There are a few of the items in rotation that I believe are important, potatoes to avoid soil born diseases which can build up over time. High feeders like corn and okra to give the soil time to regenerate. Tomatoes are suggested again because of disease but I've been reading a lot about tomatoes being grown in warmer climates as perennials instead of annuals where rotation isn't necessary for at least two years.

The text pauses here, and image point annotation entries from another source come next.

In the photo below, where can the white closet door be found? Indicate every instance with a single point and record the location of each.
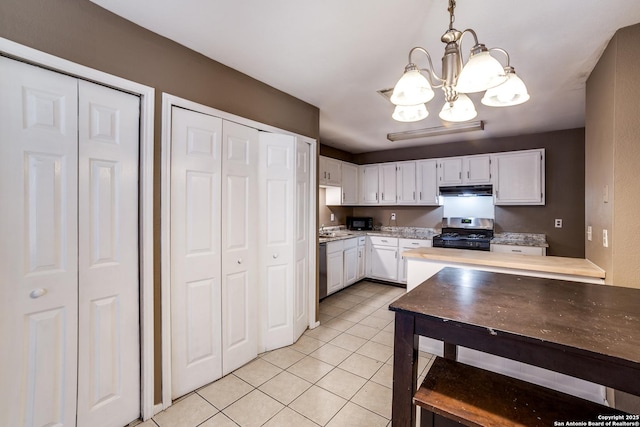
(302, 215)
(108, 327)
(38, 248)
(277, 221)
(196, 342)
(240, 291)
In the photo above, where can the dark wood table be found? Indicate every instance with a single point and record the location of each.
(582, 330)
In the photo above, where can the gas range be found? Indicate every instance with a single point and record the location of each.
(465, 233)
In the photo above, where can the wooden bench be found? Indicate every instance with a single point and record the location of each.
(454, 393)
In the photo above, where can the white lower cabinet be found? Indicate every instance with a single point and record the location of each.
(406, 245)
(383, 257)
(522, 250)
(362, 263)
(335, 266)
(350, 258)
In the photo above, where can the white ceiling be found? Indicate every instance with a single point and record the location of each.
(335, 54)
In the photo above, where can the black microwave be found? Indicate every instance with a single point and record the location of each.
(360, 223)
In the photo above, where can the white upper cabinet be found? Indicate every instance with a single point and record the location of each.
(406, 183)
(330, 171)
(450, 171)
(427, 182)
(349, 184)
(387, 177)
(519, 178)
(476, 169)
(369, 184)
(465, 170)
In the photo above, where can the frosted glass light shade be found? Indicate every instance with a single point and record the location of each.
(511, 92)
(412, 89)
(410, 113)
(480, 73)
(460, 110)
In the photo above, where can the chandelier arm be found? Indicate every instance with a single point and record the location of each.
(431, 74)
(499, 49)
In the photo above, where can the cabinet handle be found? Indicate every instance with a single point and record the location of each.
(37, 293)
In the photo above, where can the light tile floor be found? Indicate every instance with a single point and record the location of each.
(338, 374)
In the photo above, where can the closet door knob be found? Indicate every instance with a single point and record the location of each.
(37, 293)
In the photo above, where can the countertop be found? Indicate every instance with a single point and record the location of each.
(549, 264)
(520, 239)
(397, 232)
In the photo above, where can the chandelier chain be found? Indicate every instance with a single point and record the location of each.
(452, 18)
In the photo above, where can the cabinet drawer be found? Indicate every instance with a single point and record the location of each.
(335, 246)
(414, 243)
(350, 243)
(522, 250)
(383, 241)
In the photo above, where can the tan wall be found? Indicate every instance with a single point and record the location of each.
(564, 188)
(612, 158)
(80, 31)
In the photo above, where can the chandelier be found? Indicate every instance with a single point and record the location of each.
(482, 72)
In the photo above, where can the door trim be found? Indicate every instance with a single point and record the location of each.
(169, 101)
(20, 52)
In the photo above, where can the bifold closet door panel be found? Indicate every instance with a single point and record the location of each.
(277, 227)
(108, 290)
(196, 313)
(302, 216)
(38, 248)
(240, 290)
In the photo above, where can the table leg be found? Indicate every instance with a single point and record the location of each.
(450, 351)
(405, 369)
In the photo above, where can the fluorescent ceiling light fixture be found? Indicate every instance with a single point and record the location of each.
(482, 72)
(435, 131)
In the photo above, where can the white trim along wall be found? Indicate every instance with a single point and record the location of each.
(169, 101)
(26, 54)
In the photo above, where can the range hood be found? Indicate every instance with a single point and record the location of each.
(466, 190)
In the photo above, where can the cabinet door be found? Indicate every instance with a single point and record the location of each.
(349, 184)
(361, 263)
(350, 266)
(384, 262)
(477, 170)
(406, 183)
(333, 168)
(387, 176)
(519, 178)
(450, 171)
(369, 184)
(239, 249)
(335, 272)
(427, 182)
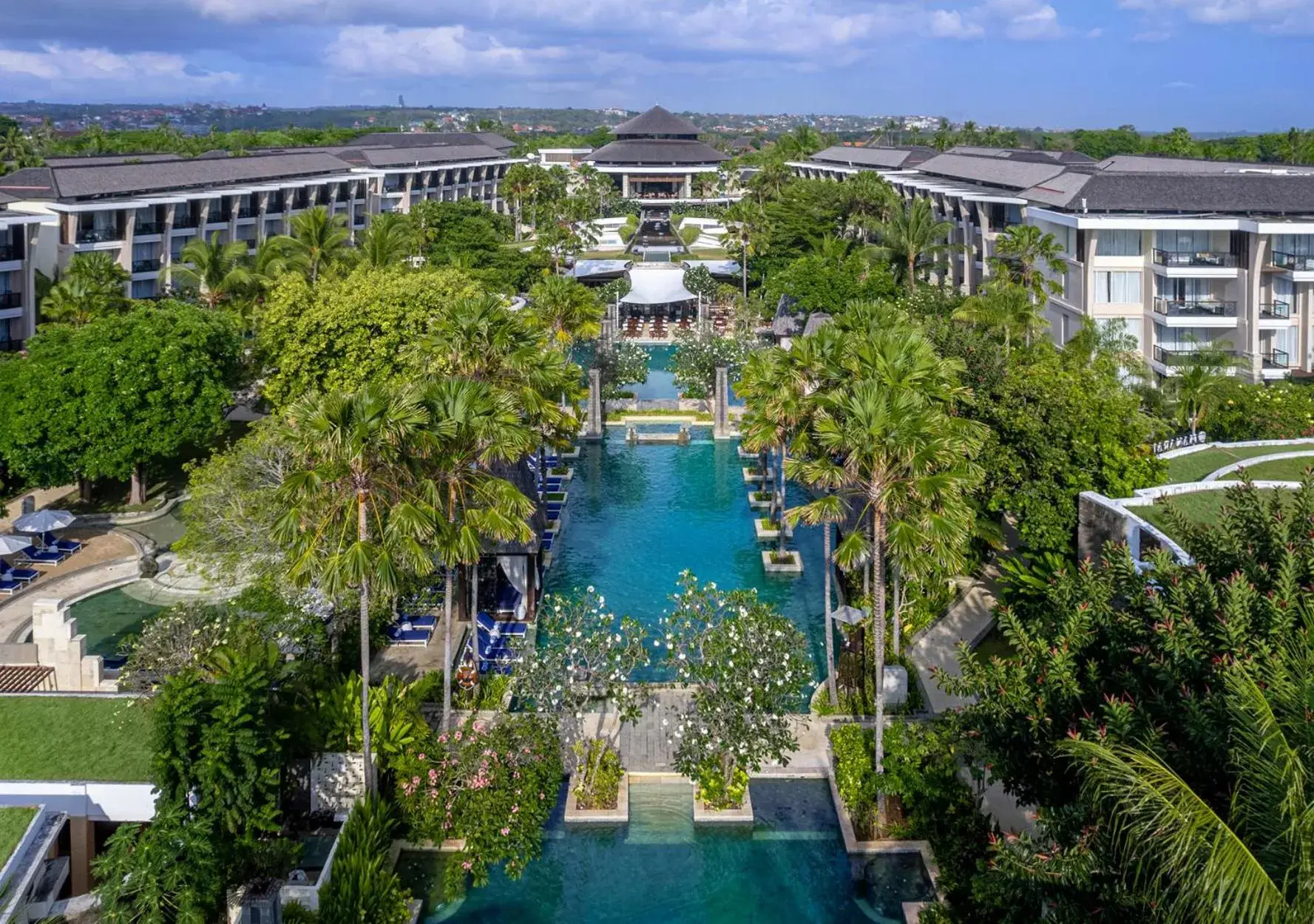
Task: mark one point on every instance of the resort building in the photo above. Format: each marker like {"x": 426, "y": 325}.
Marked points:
{"x": 656, "y": 157}
{"x": 143, "y": 209}
{"x": 1183, "y": 254}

I know a lot of people who don't rotate their gardens and don't have substantial problems. I do suggest that you research soil and make sure that you keep a healthy soil, hopefully without chemicals, so that your plants have the strength and health to fight off anything that may build up by growing in the same area each year.


----------



## cowboyhermit (Nov 10, 2012)

Ideally you want to rotate from one family to another most of the time. Many times you can get away without but the cost of rotating is low and potential problems from not can be high:dunno:


----------



## ContinualHarvest (Feb 19, 2012)

Keep the diseases and pests confused. Rotate your crops. Last year where i grew tomatoes, I'm growing beans. 
Last year where I grew beans, I've got peppers and tomatoes. Where I grew corn last year, we have a different variety of beans and squash. 
May not be going by exact families, but it works. I try to place some nitrogen fixing plants near plants that use nitrogen heavily. 
Also, I've been going to a lot of self seeding annual foods, local "wild edibles" and perennials.


----------



## Jerry D Young (Jan 28, 2009)

When I was young we had a huge garden. 1/4 of the garden plot was always fallow, with the other 3/4s having rotated crops on them. The fallow ground was planted wit a nitrogen fixing cover crop. I think it was clover, because we also had 2 milk cows and two calves most of that time, too. But I'm not sure.

Just my opinion.


----------



## bacpacker (Jul 15, 2011)

My rotation pattern pretty much follows JDY's suggestion. I keep a good part empty and planted in a green manure crop. for this I use Buckwheat a couple times thru the summer, then annual rye in the fall and turn it in early spring. I am considering going to clover in the fall. 
I also, try to never plant a crop in the same area more than once every three years. I have enough problems having clay soil and bugs. i don't want to tempt fate. 
I do highly suggest using a part of your ground as fallow and plant a good cover crop on it every year.


----------



## on_the_rox (Jul 17, 2011)

I have seven 4x12 raised beds that are loosely planted in the square foot garden plan. I try to not plant the same thing in the same bed for at least the next two years. I believe it has helped.


----------



## cnsper (Sep 20, 2012)

Our garden rotation growing up was really simple...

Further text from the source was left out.